The principles of stone management for ADPKD patients are the same as for idiopathic stone patients. Potassium citrate is a well-suited treatment for three main causes of stones in ADPKD: uric acid lithiasis, hypocitraturic calcium oxalate lithiasis, and distal acidification defects. For acute stone attack, treatment includes parenteral fluid, analgesics, and, when indicated, lithotripsy or urologic procedures.

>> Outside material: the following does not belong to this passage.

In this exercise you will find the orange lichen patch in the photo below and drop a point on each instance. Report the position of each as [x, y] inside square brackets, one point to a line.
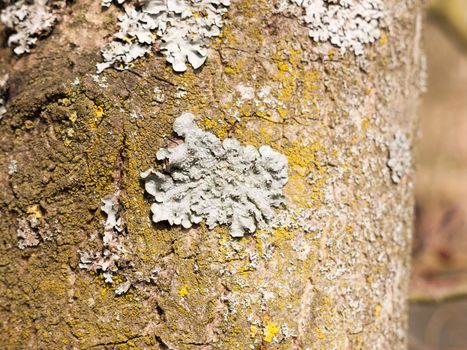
[183, 291]
[270, 332]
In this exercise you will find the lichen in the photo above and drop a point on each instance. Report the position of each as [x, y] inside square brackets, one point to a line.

ADPKD patients, in general, tolerate dialysis as well or better than patients with renal failure from other causes. This is possibly due to their higher production of endogenous erythropoietin and higher blood hemoglobin concentration. Rarely, hemodialysis can be complicated by episodes of intradialytic hypotension due to inferior vena cava compression caused by medially located right renal cysts or by hepatic cysts. This problem can be effectively managed by cyst aspiration or resection.
Peritoneal dialysis can also be safely carried out in ADPKD patients, although there is an increased risk of inguinal and umbilical hernias.
Transplantation is the treatment of choice for ADPKD end-stage renal failure. No difference is noted in posttransplant patient or graft survival between ADPKD and non-ADPKD patients. ADPKD-related complications such as mitral valve prolapse, aortic aneurysmal rupture, and hepatic or renal cyst infection are not adversely affected by renal transplant or posttransplant immune suppression.
Pretransplant cystic kidney nephrectomy is not routinely performed because native kidneys contribute to the maintenance of postoperative hemoglobin concentration and, in case of acute allograft failure, native kidneys may assist in fluid management. Pretransplant nephrectomy, however, is indicated if the patient has a history of cyst infection, frequent cyst hemorrhages, severe hypertension, or massive symptomatic renal enlargement.